The interpretation of Armstrong, Gleitman, and Gleitman’s (1983) results regarding well-defined concepts such as ‘odd number’ illustrates the debate over typicality effects well. Their participants make conscious verbal report of whether a concept has a clear definition, and show the typical kinds of typicality effects that arise (gradient ratings, reaction times) even for well-defined concepts. Based on these results, the authors argue for graded typicality as a peripheral property rather than a constitutive aspect of a concept, whereas other researchers have argued these results show precisely the pervasiveness of gradient conceptual structure. Gleitman, Connolly, and Armstrong (2012) still argue that it is laughable to deny the clear-cut nature of arithmetic concepts.
Why should one, however, give privileged status to the participants’ conscious verbal report and the authors’ intuition regarding the ‘classical’ status of these concepts, while dismissing the typicality effects as merely incidental properties? After all, the problem goes back to how one defines a concept, but to those psychologists who don’t assume an absolute status of definitions external to our gradient mental representations, Armstrong and colleagues’ study reveals an assumption, rather than a demonstration, of classical concepts.

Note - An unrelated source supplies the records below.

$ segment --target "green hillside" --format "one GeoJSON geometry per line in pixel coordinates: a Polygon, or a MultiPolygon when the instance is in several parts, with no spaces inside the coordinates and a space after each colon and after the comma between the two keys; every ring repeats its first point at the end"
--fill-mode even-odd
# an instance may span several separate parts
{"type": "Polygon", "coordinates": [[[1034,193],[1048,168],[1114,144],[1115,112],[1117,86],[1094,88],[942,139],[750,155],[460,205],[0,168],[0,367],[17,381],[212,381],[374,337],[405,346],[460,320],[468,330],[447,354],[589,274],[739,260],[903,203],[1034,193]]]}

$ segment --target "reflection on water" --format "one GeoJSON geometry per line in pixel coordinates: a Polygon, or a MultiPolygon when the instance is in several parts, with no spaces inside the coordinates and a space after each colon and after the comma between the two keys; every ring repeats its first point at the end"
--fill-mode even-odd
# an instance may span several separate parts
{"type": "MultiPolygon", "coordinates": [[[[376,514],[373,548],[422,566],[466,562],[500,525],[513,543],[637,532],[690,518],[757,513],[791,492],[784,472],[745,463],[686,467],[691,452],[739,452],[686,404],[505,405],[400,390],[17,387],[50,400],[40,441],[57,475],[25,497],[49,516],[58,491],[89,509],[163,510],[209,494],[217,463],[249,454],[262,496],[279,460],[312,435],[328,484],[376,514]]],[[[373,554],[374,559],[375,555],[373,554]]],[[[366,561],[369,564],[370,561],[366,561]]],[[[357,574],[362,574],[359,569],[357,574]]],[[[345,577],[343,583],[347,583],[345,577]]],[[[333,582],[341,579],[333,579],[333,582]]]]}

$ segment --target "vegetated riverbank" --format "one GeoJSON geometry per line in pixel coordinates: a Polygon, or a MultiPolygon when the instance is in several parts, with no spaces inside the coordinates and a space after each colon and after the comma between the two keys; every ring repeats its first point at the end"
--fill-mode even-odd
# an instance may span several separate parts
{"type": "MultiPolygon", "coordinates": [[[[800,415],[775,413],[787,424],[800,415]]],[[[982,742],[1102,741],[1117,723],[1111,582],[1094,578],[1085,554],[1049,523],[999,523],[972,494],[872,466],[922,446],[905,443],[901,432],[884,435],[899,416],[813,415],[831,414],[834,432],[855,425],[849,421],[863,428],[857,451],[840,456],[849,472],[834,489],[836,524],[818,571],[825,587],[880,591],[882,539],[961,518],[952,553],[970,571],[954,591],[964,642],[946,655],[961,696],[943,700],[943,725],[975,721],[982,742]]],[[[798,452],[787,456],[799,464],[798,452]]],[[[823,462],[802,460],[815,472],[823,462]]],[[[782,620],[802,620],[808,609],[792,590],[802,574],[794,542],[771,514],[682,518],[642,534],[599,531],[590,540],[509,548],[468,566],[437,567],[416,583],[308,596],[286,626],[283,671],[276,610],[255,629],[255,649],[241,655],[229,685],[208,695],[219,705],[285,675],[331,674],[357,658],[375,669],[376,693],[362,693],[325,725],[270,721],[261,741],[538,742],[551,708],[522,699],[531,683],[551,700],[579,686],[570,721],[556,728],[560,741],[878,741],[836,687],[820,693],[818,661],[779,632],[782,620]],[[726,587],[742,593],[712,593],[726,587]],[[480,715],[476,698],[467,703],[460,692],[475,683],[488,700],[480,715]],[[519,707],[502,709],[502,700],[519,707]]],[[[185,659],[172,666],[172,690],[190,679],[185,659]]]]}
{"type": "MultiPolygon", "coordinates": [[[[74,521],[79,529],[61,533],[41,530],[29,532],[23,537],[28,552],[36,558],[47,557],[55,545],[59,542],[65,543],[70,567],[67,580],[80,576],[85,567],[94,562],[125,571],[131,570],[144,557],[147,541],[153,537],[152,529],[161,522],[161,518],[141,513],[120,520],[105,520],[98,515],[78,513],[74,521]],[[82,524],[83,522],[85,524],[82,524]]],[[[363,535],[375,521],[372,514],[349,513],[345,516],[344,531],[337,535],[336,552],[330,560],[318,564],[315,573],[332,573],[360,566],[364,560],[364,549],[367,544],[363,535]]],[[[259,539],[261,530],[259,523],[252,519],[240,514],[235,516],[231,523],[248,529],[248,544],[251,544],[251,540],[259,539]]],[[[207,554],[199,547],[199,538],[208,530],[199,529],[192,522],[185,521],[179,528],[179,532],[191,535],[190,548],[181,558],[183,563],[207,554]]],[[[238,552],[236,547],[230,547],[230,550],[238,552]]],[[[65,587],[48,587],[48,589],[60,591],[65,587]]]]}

Osherson and Smith (1981; also Smith & Osherson, 1984) considered the feasibility of Zadeh’s (1965) fuzzy set theory and suggested that its limitations might generalize to all versions of prototype theory. After a brief mention of alternative versions of fuzzy logic and subsequent developments in the field, Osherson and Smith simply concluded that fuzzy logic is implausible because fuzzy truth is against our strong intuitions of truth. Again, this is no argument, but only an assumption. After all, I don’t think many people find quantum physics any more intuitive than Newtonian physics, but paradigm shifts occur regardless of our intuitions (and sometimes even reshape our intuitions – e.g., Copernican heliocentrism).